MCP Isn't a Protocol Problem An Identity Crisis
MCP Isn’t a Protocol Problem: An Identity Crisis
Microsoft released a patch on March 10, 2026, for CVE-2026-26118, a server-side request forgery (SSRF) vulnerability in the Azure MCP Server. This vulnerability allows an authorized attacker to increase their network privilege. An attacker can exploit this because the MCP server can be manipulated into making outbound requests that contain its managed identity token. If an attacker captures this token, they will gain access to all the permissions that the server’s identity can reach.

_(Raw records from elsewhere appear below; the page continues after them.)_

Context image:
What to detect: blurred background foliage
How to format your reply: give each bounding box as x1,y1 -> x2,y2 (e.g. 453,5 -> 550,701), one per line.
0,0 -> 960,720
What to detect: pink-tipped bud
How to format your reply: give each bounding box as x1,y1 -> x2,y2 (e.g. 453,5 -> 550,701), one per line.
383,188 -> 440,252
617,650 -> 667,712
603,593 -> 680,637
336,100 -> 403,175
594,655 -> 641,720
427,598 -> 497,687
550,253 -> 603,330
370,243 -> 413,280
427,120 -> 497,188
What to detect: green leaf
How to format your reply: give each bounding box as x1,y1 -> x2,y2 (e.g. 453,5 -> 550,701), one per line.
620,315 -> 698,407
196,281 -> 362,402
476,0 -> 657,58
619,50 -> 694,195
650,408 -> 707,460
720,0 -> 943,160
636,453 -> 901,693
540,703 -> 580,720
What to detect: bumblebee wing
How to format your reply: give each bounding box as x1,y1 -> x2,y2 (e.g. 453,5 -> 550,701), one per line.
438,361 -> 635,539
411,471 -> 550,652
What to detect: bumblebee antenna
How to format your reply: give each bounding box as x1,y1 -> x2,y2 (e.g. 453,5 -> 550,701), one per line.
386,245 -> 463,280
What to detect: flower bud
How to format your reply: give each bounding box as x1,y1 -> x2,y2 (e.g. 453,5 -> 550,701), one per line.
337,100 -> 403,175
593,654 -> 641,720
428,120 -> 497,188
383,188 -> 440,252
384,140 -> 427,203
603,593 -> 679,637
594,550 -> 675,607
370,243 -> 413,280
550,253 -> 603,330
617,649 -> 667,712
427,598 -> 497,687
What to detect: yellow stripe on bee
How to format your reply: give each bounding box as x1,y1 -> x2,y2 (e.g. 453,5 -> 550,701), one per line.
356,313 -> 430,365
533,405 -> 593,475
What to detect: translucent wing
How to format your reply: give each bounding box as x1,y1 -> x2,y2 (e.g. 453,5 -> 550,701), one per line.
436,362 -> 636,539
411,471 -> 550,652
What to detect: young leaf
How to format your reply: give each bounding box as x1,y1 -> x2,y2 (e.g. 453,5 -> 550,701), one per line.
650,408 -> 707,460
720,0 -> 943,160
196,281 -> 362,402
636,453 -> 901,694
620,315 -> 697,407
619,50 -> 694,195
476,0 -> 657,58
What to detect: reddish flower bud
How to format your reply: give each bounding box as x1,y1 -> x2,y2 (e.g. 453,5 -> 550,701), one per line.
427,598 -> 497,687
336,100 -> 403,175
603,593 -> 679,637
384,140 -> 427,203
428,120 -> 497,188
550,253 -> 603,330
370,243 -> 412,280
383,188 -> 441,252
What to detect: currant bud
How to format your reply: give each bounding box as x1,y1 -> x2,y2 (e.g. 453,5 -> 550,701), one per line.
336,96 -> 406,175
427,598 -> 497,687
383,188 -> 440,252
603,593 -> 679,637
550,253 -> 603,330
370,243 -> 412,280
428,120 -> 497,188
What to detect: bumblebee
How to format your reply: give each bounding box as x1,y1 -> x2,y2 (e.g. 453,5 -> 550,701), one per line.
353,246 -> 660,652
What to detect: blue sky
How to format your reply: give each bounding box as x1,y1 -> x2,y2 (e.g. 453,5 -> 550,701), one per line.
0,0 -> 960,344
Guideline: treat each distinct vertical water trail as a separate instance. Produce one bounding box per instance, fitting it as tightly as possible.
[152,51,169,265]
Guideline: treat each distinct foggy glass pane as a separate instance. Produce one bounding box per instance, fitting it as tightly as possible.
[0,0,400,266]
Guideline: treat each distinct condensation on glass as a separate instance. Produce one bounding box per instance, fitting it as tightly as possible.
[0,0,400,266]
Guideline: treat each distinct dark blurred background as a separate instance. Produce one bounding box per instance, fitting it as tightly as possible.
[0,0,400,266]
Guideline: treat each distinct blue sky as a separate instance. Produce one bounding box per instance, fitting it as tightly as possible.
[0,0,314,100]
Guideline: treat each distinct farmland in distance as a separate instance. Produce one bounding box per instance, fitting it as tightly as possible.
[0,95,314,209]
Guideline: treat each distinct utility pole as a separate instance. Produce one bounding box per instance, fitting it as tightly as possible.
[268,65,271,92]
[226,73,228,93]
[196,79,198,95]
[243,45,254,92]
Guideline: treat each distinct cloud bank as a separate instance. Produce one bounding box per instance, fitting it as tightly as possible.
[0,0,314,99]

The Model Context Protocol (MCP), used by Microsoft, Google, Amazon, and many other frameworks for AI agents, was developed to create a standardized way for agents to communicate with external tools and data. It is now the connective tissue of the agentic enterprise, and it ships with no authentication enabled by default. MCP’s security flaw is not a protocol flaw; it is an identity flaw. 🚨
Adversa AI reported this month that nearly 38% of the 500-plus MCP servers it scanned lack authentication. Knostic’s previous research identified 1,862 MCP servers that are accessible over the Internet with no identity governance controls in place. In a typical MCP interaction, a human user asks an AI agent to perform some activity. To accomplish this task, the agent will connect to an MCP server to access a tool or data source. At that time, the human user’s identity disappears. The MCP server recognizes a request coming from an authenticated agent using a static API key or service account. It does not recognize the human user’s identity or understand what the human user authorized the agent to do or the scope of that authority.

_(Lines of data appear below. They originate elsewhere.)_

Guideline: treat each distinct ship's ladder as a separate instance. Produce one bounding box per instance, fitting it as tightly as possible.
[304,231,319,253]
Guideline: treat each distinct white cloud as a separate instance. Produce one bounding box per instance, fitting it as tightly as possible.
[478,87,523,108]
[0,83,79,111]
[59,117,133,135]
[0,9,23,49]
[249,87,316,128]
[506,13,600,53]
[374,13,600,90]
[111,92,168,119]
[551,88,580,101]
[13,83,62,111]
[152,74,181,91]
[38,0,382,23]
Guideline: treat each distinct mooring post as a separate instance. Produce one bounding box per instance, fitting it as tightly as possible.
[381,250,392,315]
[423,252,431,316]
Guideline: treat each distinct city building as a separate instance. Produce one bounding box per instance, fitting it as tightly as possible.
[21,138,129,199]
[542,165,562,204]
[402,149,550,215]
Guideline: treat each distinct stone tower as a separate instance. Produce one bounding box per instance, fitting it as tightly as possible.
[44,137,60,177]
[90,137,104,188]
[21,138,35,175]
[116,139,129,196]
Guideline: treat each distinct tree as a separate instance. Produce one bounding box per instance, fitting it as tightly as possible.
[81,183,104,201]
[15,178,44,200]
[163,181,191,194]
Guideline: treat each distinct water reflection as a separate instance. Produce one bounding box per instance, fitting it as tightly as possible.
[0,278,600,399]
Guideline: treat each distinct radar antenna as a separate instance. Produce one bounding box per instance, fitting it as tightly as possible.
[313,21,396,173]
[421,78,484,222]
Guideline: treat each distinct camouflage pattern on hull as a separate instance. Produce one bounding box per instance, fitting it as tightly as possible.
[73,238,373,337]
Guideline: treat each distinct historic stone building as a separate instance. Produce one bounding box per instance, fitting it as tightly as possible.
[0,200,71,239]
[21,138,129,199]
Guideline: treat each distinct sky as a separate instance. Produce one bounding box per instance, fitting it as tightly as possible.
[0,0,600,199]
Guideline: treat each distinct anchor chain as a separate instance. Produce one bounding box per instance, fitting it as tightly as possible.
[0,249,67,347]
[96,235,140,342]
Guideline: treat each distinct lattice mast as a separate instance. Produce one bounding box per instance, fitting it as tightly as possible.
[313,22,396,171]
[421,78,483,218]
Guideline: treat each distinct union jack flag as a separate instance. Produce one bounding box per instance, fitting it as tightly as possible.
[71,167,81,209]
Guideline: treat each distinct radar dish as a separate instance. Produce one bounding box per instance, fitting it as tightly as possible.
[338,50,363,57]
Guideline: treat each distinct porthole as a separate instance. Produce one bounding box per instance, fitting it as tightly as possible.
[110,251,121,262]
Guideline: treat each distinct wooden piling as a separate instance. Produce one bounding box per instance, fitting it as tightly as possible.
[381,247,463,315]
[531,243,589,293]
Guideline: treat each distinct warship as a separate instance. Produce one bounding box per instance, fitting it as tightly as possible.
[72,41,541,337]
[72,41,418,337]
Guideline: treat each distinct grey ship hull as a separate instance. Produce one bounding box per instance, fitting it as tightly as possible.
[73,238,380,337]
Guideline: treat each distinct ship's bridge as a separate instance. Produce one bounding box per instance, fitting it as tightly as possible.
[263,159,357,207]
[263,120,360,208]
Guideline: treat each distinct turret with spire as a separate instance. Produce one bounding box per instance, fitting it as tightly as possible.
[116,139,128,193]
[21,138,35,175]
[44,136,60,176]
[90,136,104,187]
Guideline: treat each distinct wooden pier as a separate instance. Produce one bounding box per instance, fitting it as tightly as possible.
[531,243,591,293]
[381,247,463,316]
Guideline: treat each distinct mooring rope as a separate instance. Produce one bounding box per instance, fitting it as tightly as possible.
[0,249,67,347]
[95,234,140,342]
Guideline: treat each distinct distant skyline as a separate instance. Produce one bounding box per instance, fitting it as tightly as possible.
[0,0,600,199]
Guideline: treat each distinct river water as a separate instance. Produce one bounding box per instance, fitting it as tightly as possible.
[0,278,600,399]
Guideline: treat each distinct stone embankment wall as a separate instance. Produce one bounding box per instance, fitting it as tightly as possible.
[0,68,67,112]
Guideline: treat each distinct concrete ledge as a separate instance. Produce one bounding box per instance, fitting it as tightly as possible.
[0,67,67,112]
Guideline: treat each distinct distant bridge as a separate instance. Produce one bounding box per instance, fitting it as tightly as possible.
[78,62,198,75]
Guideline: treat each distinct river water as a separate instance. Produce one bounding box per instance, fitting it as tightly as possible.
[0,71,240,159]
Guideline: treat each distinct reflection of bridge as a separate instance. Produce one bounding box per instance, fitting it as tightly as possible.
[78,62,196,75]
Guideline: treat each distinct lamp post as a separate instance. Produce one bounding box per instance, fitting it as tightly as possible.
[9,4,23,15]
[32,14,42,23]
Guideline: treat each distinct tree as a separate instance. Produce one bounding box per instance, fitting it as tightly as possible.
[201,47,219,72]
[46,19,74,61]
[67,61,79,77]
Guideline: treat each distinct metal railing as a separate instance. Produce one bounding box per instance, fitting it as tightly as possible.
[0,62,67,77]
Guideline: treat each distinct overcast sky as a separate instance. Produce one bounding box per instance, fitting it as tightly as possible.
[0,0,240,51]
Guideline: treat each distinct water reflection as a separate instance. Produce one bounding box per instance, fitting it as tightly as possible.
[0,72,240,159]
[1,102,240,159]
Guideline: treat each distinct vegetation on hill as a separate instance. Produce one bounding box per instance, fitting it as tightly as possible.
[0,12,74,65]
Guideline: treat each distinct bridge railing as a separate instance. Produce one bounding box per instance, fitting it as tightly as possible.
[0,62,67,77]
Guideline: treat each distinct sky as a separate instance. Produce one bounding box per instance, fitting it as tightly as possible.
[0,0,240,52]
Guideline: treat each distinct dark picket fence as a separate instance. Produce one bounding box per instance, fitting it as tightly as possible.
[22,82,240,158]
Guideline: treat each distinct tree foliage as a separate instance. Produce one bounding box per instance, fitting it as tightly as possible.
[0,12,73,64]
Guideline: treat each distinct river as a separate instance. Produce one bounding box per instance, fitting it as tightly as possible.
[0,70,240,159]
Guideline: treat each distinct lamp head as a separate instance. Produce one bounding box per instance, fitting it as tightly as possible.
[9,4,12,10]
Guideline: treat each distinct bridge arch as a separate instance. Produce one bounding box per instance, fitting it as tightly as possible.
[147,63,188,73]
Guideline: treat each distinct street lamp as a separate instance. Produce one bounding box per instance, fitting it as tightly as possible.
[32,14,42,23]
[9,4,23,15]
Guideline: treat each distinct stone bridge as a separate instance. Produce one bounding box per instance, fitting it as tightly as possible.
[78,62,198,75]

This is the same basic pattern behind the Google Antigravity incident in December 2025, where an agent deleted a user’s entire D: drive while clearing out a cache, and the Replit incident, where an agent deleted a production database that it determined was obsolete. In both cases, the agent technically had the authorization to take the action. What was missing was the link between the agent’s actions and the human who authorized them. MCP makes this problem structural: each server interface creates a trust boundary, and the human identity is dropped.
To solve this, propagating the initiating user’s identity throughout each agent action is crucial. Each time the agent communicates with another system or resource, it would carry the original user’s claims. The user’s session scope would be enforced for each task. Each action taken by an agent is tied back to a specific human, session, and context. This traceability is what governance really needs. MCP, as it is currently deployed, breaks the traceability chain at each server boundary.
To address this, implement OAuth On-Behalf-Of flows for every MCP server connection. Microsoft’s ISE team has published a production-ready implementation of OAuth 2.1 and OBO flows. Additionally, treat the discovery of MCP servers as an identity governance problem. Noma Security’s research indicates that more than 90% of organizations deploy MCP servers with default configurations that allow all tools to be used, including potentially destructive ones. If your security team cannot provide an inventory of every MCP server, the identities those servers use, and the tools they expose, then you have an unmanaged attack surface.
Third, log the reasoning chain alongside the identity chain. Gartner predicts that by 2028, 25 percent of enterprise breaches will involve AI agents. These breaches will not occur due to advanced prompt injection attacks. They will occur for the most obvious reason: an agent used credentials that nobody could trace back to a human.